Training RLHF on large models (7B–70B+) across multiple GPU nodes.
Needing fast generation during rollouts via vLLM acceleration.
Running PPO, GRPO, RLOO, or DPO within a single distributed framework.
Optimizing GPU utilization through model colocation and hybrid engine.
Deploying multi-node Ray clusters with InfiniBand for high throughput.

Best practices

Start with recommended pretrain and reward checkpoints to reduce convergence time.
Use Hybrid Engine (colocate models + enable vLLM and DeepSpeed sleep) to minimize GPU idle time.
Tune initial KL coefficient and monitor instability; raise init_kl_coef if divergence occurs.
Avoid colocation when running out of GPU memory; allocate separate GPUs per model.
Set RAY_EXPERIMENTAL_NOSET_CUDA_VISIBLE_DEVICES=1 if DeepSpeed reports GPU index errors.

Example use cases

Full RLHF pipeline: SFT → train reward model (DPO) → PPO fine-tuning with vLLM-accelerated rollouts.
Memory-efficient GRPO training that omits a critic model for constrained GPU environments.
DPO preference optimization when you want simpler training without a learned reward model.
Scaling PPO across multiple nodes with ZeRO-3 to train 70B-class models on large GPU clusters.
Experimenting with RLOO or REINFORCE++ variants to compare token-level KL and stability trade-offs.

FAQ

Which algorithm should I choose for my RLHF project?
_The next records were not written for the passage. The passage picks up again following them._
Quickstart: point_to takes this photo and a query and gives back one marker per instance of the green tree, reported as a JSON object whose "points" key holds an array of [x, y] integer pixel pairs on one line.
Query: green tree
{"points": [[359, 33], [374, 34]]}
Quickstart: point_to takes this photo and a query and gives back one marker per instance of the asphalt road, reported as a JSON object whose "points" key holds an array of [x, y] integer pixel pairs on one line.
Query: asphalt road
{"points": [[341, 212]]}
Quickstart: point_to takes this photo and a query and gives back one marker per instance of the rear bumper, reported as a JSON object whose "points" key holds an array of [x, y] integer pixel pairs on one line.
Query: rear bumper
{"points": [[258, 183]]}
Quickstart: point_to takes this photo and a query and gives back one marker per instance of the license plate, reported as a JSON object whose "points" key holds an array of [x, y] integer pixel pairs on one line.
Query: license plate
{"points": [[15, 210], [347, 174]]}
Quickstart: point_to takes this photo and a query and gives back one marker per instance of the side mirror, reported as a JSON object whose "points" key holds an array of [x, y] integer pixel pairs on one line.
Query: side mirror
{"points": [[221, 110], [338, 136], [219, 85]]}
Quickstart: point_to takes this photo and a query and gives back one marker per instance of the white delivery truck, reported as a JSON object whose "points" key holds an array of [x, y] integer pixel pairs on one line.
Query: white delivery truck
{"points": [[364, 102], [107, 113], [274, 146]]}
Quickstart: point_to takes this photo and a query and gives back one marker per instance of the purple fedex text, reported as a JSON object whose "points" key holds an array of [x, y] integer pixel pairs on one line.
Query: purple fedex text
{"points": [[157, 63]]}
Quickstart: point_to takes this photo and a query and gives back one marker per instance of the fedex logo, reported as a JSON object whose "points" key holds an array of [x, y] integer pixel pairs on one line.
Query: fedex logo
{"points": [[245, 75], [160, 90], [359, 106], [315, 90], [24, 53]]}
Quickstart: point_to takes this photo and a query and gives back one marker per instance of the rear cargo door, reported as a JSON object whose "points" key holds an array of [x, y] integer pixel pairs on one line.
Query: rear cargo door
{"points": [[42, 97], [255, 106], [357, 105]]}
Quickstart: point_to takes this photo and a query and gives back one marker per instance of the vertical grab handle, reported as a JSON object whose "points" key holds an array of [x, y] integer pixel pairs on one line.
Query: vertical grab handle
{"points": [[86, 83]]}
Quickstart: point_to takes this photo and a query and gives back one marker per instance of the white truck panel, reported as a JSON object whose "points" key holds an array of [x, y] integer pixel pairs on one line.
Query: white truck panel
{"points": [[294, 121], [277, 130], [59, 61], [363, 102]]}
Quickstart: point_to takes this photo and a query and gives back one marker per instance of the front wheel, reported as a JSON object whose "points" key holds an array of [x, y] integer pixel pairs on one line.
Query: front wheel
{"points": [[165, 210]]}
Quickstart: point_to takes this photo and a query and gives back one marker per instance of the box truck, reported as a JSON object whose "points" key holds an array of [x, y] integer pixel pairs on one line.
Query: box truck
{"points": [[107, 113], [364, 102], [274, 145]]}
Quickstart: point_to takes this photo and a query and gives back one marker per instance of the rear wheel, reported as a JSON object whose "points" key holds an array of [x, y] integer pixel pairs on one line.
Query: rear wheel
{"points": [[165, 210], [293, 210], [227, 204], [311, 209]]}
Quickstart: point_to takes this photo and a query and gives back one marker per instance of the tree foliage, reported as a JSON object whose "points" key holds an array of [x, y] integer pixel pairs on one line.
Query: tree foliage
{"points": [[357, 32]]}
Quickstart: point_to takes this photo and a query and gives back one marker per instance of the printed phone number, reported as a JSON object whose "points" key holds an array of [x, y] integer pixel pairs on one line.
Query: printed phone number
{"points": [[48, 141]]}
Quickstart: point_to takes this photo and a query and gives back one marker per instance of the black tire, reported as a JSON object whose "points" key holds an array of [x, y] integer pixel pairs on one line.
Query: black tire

Use PPO for maximum control and complex rewards, GRPO when memory is constrained (no critic), RLOO for per-token KL control, and DPO when you want preference optimization without a reward model.

How do I solve GPU OOMs when training large models?

Disable --colocate_all_models and assign separate GPUs per model, reduce batch sizes, or increase node/GPU counts. Also consider enabling ZeRO-3 and gradient checkpointing.